Dono de memória prodigiosa, Prestes foi capaz de reviver com precisão a hora de
um embarque ou as exactas palavras de um diálogo ocorrido há cinquenta anos.
Foram poucos os casos de informações dadas por ele que, compulsadas com
processos e documentos oficiais da época, resultaram incorrectas. Dos
testemunhos gravados dos seus depoimentos surgiram novos factos e personagens
da revolta comunista de 1935, em cuja busca parti em seguida.
Simultaneamente
o jovem advogado e bibliófilo António Sérgio Ribeiro (um dos maiores estudiosos
de Carmem Miranda no nosso país) vasculhava colecções de jornais e revistas da
época. O passo seguinte envolveu uma viagem à República Democrática Alemã,
onde, ao contrário do que ocorrera no Brasil, localizei um verdadeiro tesouro.

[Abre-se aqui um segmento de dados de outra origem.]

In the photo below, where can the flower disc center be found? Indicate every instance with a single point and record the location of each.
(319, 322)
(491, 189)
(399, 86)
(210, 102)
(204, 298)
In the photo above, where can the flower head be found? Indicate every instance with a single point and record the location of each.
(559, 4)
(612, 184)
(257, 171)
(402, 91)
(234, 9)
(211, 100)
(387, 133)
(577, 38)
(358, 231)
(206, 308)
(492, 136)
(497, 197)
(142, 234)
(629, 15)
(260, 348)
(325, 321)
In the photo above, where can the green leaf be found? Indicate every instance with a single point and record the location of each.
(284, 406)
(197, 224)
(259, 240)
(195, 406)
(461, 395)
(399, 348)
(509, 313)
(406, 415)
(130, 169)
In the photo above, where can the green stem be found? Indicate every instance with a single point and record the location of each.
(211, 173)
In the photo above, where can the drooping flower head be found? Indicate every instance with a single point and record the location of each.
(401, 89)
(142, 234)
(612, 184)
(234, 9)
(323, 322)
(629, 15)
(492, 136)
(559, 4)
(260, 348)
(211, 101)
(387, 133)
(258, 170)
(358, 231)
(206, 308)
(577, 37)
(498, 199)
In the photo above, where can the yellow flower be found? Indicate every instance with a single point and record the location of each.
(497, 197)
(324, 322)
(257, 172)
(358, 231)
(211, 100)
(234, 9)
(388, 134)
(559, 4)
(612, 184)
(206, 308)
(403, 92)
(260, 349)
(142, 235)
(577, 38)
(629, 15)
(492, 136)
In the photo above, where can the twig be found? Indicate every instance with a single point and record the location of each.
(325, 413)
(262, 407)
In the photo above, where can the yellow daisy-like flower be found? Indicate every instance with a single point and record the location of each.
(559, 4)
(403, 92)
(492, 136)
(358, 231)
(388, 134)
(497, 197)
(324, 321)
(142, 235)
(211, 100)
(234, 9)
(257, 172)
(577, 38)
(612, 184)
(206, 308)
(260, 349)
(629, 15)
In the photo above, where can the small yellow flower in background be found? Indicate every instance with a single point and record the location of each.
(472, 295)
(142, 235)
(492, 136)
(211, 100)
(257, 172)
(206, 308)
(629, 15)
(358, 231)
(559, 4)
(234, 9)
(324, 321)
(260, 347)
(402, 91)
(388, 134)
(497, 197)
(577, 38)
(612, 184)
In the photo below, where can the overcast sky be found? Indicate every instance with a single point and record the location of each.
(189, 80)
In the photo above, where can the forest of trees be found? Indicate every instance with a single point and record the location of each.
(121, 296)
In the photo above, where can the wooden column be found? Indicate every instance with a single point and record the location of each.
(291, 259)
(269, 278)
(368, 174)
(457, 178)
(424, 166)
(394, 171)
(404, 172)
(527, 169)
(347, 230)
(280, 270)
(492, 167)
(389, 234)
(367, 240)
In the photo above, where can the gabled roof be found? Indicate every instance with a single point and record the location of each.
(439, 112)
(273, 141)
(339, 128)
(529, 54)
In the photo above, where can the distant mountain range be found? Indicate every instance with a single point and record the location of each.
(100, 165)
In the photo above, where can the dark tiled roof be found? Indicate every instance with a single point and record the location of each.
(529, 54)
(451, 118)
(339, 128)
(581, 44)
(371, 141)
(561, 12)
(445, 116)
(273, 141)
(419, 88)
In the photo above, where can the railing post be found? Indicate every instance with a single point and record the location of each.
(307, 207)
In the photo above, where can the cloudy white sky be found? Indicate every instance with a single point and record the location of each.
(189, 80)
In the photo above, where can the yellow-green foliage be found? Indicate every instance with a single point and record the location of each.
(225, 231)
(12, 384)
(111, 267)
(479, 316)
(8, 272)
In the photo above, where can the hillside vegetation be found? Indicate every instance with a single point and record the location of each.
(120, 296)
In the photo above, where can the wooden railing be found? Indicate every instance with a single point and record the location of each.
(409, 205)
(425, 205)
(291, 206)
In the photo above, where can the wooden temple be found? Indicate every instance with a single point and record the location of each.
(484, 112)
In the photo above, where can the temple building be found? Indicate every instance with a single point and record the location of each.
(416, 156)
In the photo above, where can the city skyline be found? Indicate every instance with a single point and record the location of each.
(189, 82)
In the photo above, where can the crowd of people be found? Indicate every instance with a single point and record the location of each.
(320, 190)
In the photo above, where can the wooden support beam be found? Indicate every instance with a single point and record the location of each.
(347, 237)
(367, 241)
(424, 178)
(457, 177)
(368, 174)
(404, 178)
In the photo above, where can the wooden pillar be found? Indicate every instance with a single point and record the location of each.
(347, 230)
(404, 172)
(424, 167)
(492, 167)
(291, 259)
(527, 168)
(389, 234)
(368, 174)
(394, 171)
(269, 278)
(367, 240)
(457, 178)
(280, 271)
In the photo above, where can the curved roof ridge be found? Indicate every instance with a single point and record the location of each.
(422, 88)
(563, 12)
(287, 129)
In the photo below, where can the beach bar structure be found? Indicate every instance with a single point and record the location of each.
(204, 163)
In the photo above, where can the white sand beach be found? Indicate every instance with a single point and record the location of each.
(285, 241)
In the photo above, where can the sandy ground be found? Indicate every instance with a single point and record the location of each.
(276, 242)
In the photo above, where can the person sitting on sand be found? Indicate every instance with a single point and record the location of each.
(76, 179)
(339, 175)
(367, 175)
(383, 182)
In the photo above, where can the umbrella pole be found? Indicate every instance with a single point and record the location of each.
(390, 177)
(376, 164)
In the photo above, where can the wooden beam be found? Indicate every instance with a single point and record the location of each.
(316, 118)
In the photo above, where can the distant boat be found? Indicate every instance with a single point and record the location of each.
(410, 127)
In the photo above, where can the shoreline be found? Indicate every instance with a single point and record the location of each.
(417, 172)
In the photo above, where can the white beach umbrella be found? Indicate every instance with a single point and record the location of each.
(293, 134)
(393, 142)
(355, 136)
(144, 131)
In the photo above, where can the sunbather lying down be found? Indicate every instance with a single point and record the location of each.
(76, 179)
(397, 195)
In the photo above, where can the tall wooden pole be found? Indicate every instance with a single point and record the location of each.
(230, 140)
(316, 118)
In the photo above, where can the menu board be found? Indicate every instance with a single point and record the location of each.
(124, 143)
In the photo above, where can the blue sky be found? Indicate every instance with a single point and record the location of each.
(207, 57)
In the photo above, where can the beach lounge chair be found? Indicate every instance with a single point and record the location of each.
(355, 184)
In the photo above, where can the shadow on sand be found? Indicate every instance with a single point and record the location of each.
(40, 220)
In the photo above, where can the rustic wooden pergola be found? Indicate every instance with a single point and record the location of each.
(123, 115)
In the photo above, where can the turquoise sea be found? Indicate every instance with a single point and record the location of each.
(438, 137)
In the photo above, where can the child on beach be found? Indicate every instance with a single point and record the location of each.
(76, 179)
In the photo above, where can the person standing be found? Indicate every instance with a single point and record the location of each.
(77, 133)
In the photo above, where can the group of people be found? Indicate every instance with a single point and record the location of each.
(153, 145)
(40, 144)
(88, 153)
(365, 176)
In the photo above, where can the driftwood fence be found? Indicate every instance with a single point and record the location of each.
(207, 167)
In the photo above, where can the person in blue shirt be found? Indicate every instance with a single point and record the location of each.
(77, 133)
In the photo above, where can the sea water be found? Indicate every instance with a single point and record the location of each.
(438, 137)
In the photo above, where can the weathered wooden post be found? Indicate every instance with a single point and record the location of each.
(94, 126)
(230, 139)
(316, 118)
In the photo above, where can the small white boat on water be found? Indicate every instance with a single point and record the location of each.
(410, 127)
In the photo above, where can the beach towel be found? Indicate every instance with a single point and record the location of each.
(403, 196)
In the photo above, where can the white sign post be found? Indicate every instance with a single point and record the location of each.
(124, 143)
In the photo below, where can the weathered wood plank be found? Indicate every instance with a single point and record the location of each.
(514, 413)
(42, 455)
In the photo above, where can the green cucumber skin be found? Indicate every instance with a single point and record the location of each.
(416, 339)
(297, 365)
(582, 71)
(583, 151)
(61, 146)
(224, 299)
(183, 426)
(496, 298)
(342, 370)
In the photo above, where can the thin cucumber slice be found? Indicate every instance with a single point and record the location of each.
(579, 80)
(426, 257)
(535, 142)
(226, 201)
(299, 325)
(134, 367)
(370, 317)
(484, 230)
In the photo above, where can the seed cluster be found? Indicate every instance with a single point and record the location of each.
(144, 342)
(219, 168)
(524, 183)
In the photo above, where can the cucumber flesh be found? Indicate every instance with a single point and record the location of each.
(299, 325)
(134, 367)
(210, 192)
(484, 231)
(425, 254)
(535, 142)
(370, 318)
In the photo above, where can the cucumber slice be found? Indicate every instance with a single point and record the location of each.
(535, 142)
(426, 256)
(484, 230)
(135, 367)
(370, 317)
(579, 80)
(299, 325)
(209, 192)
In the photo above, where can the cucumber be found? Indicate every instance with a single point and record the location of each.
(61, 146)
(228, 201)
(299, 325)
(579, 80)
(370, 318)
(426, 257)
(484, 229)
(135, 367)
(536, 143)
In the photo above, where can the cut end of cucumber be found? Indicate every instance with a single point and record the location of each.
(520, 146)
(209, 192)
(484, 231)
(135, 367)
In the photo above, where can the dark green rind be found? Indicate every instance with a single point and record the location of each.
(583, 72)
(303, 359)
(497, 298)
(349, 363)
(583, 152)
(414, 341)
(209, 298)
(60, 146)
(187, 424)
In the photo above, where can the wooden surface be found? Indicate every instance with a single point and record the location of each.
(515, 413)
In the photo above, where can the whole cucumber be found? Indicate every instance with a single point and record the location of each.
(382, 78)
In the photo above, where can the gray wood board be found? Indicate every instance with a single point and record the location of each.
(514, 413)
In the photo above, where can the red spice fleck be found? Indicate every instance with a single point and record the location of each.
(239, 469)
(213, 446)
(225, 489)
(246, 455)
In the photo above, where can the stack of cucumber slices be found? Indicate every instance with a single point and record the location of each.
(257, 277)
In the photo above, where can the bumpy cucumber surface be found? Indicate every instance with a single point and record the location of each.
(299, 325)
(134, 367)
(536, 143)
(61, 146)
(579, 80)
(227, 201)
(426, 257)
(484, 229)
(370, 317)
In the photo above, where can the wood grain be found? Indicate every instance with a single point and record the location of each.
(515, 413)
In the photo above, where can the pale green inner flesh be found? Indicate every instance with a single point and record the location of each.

Heroína nacional cujo nome baptiza dezenas de escolas e fábricas, Olga teve a sua
memória carinhosamente preservada pelos comunistas da sua terra. Nos arquivos
do Instituto de Marxismo-Leninismo, no Comité de Resistentes Antifascistas ou
nos pequenos museus montados no campo de concentração de Ravensbruck e no campo
de extermínio de Bernburg (ambos preservados tais como foram encontrados pelas
tropas aliadas), obtive cópias de todos os documentos e fotografias referentes
a Olga Benario. Com a preciosa ajuda de Alexandre Fischer e Katharina
Schneider, intérpretes destacados pelo governo da RDA para auxiliar-me na
pesquisa, não só seleccionei e reproduzi todo o material disponível, como
entrevistei creio que todos os velhos militantes que tinham convivido com Olga
na Juventude Comunista, nos anos 20 e, uma década depois, nas prisões e campos
de concentração nazistas. Não me esquecerei jamais das lágrimas que a
entrevista arrancou nos olhos de Gabor Lewin, já velhinho, em cuja casa
esvaziamos juntos, a dez graus abaixo de zero, uma garrafa de conhaque francês.
Quando perguntei se se confirmava a lenda de que Olga despertava paixões
fulminantes nos seus companheiros da Juventude Comunista, Lewin pôs-se a
chorar. Foi Herta, sua mulher velhinha como ele, quem desfez o meu desconforto
ao dizer, sorridente: Olga foi a grande paixão da vida do Gabor». In
Fernando Morais, Olga, 1985, Editora Ómega, 1993/1994, Companhia das Letras,
1985/1999, epub, 2014, ISBN 978-857-164-250-8.